C’è un nesso diretto fra alcune abitudini dei dipendenti e l’aumentata superficie di rischio per la cybersecurity aziendale. Ecco alcune indicazioni che emergono da una ricerca di mercato.
Riciclo delle password, uso non regolamentato delle AI e altre abitudini dei lavoratori nell'accesso ai dati sensibili e privilegiati possono compromettere la protezione delle informazioni aziendali. L’informazione non è nuova, lo sono i dati contenuti nella recente ricerca condotta da CyberArk su un campione di oltre 14.000 lavoratori in sei paesi, da cui emerge l’urgenza di ripensare la sicurezza aziendale in modo più integrato, con controlli sofisticati e calibrati sulle specifiche attività e responsabilità dei lavoratori.
Secondo lo studio, una larga percentuale dei dipendenti accede regolarmente a informazioni sensibili da dispositivi personali, spesso privi di adeguati livelli di protezione. L'80% dei lavoratori utilizza applicazioni aziendali critiche; il 40% scarica abitualmente dati dei clienti sui propri dispositivi. Inoltre, circa un terzo dei dipendenti ha la possibilità di modificare dati sensibili o approvare transazioni finanziarie significative. Sono tutti comportamenti che, pur rientrando nelle attività quotidiane di molti ruoli, creano una superficie di rischio che i team di sicurezza non sempre riescono a gestire efficacemente.

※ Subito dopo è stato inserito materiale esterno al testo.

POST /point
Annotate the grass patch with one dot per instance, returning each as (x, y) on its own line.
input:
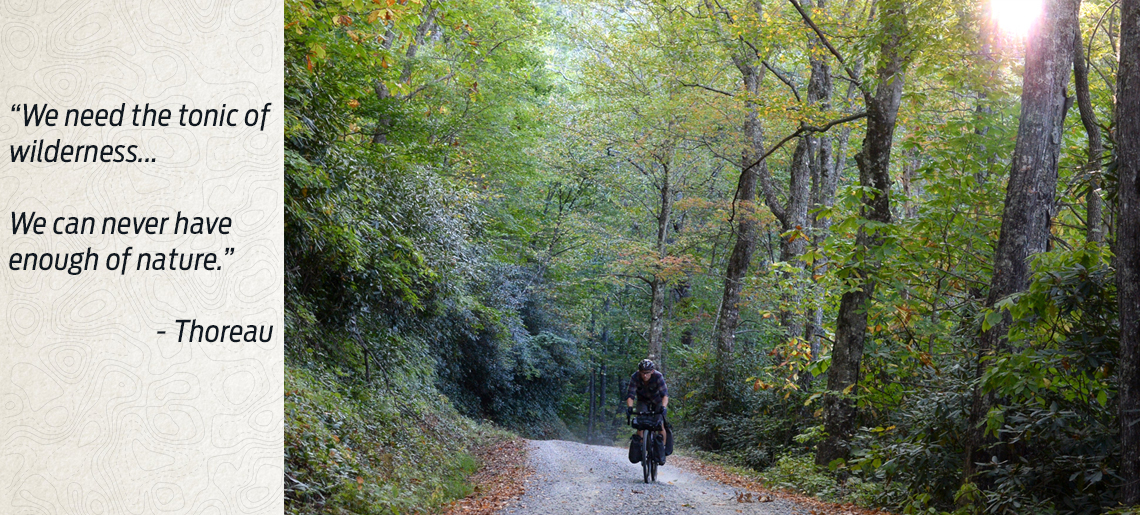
(357, 449)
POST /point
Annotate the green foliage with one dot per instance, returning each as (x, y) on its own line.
(357, 449)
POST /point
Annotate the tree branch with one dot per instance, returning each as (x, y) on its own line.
(806, 129)
(827, 42)
(707, 88)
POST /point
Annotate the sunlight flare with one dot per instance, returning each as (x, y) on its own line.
(1015, 17)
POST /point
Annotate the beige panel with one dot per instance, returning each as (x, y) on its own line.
(98, 413)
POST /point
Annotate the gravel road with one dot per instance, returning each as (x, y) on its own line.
(578, 479)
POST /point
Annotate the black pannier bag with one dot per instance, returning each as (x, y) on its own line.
(635, 449)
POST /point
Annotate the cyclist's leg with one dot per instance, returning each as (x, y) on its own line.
(641, 407)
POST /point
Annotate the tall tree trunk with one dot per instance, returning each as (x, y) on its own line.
(1031, 188)
(658, 286)
(1128, 246)
(873, 163)
(1094, 231)
(824, 168)
(593, 408)
(747, 231)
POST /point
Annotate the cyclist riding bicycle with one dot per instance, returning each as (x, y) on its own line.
(648, 386)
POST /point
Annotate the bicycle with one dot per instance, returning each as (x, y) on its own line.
(649, 422)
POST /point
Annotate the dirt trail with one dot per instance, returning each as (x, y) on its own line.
(577, 479)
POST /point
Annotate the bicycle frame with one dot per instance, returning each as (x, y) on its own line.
(649, 463)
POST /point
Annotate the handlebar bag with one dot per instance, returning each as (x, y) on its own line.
(646, 422)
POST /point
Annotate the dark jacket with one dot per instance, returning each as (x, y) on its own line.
(651, 391)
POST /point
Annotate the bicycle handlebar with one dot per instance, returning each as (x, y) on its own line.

Un altro problema emerso riguarda la gestione delle password. Quasi la metà dei dipendenti usa le stesse credenziali per accedere a più applicazioni aziendali; il 36% adotta le stesse credenziali sia per gli account personali sia per quelli lavorativi. A questo si aggiunge il fatto che oltre il 50% dei partecipanti ha condiviso informazioni riservate con persone esterne all'organizzazione, aumentando il rischio di violazioni e fughe di dati.

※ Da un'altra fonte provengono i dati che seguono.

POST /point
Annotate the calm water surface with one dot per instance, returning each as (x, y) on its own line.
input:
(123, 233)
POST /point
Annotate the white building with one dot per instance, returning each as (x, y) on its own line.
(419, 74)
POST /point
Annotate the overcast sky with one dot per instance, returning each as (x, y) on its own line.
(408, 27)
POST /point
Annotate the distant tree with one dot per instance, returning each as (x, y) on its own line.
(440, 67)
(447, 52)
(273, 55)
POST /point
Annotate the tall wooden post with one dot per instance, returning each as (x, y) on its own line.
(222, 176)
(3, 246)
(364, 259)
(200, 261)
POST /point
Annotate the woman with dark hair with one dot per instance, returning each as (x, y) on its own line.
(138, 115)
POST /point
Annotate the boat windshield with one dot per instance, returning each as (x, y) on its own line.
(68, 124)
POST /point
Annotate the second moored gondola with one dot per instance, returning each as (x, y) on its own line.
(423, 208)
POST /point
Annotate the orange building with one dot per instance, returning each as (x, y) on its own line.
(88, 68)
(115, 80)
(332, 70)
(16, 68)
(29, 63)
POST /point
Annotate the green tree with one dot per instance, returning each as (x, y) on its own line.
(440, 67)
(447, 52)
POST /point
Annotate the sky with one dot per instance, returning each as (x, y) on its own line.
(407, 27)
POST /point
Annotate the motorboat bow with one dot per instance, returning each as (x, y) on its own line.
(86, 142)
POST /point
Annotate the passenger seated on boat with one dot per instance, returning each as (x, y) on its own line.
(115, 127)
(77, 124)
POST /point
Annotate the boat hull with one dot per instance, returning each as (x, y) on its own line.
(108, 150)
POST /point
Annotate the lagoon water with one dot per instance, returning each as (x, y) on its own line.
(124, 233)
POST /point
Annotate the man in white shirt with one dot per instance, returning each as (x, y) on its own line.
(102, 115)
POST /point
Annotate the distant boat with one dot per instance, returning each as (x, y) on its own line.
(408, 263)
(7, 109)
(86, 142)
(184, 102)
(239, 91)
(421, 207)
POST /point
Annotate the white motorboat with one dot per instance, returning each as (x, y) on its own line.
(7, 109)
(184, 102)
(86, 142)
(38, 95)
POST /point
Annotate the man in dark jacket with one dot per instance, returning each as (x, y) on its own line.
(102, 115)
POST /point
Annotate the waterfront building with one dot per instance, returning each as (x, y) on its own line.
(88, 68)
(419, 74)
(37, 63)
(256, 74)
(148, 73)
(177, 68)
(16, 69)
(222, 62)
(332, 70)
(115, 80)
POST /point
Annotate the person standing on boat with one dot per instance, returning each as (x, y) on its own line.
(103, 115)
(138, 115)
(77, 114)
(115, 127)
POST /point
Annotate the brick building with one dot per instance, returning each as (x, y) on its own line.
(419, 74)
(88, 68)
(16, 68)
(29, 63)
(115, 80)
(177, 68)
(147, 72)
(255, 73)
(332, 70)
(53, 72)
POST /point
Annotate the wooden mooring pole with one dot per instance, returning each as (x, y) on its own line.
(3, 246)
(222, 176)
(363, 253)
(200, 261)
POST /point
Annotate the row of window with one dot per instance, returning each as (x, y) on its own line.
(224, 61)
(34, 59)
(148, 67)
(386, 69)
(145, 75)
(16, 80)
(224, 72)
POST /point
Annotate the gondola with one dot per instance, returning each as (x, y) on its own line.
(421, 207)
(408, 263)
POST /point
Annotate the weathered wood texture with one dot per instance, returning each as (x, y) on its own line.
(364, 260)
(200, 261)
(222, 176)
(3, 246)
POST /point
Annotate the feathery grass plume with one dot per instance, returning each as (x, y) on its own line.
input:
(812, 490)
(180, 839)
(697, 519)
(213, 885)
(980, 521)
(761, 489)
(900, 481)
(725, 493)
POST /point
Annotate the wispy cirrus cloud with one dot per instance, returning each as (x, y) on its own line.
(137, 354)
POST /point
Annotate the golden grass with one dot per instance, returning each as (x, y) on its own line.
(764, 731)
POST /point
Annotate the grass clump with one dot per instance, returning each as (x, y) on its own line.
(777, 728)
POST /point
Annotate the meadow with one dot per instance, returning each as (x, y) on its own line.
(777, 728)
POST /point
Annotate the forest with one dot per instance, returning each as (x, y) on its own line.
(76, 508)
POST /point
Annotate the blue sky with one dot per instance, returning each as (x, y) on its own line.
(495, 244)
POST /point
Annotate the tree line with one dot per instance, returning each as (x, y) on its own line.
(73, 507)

Certo, le policy aziendali possono essere di aiuto a contenere il problema, sempre che vengano rispettate. E spesso questo non accade perché dalla ricerca emerge che le politiche aziendali di sicurezza vengono spesso ignorate o aggirate. In particolare, il 65% dei lavoratori ha ammesso di adottare pratiche non conformi per semplificare le proprie attività quotidiane. Fra le trasgressioni più diffuse ci sono l’uso di hotspot Wi-Fi personali o l’inoltro di email aziendali a indirizzi privati. Sono comportamenti diffusi, che indicano una mancanza di allineamento tra le necessità operative dei dipendenti e le misure di sicurezza implementate, creando un terreno fertile per eventuali incidenti informatici.
Tutto questo si verifica in un momento storico in cui l’adozione delle AI introduce nuove sfide. Il 72% dei dipendenti intervistati utilizza regolarmente soluzioni basate su AI per svolgere attività lavorative, caricando anche dati sensibili senza rispettare le linee guida aziendali. In particolare, oltre un terzo degli intervistati ha dichiarato di non seguire sempre le regole per la gestione di informazioni confidenziali in questo contesto. Questo fenomeno amplifica le vulnerabilità, soprattutto in assenza di controlli rigorosi sull’uso di queste tecnologie.